House price growth in London reached a 5-year low of 3.3% in May 2017, down from 14% just one year ago, Hometrack’s UK Cities House Price Index has revealed.
Instead of London leading the way on yearly growth Birmingham (7.7%), Manchester (6.8%), Leicester (6.8%) and Nottingham (6.8%) were the fastest rising.
Despite the drop in the capital Hometrack predicted London house price growth bottoming out and maintaining a level of 2-3%.
Richard Donnell, research and insight director at Hometrack, said: “House prices in London have grown 90% since 2009 but growth in 10 cities has been below 30% over the same period.

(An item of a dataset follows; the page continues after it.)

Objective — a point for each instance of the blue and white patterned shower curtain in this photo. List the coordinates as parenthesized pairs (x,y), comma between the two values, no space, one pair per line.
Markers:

“So long as the economy continues to grow, and mortgage rates remain low, we expect house prices to keep rising at a steady rate and close the gap to London.
“In London, where affordability is most stretched, house price growth has slowed rapidly in the last year on weaker demand and growing uncertainty.
“The annual rate of house price growth in London has bottomed out for now as turnover falls and supply tightens.
“We don’t expect year on year falls in our London index in 2017 but there are small price falls in localised markets, typically those with average prices of between £600,000 and £800,000.
“Given the uncertainty over the Brexit negotiations and the impact on the economy we believe that house prices will need to adjust further over the next one to three years to align with what demand is prepared to pay.”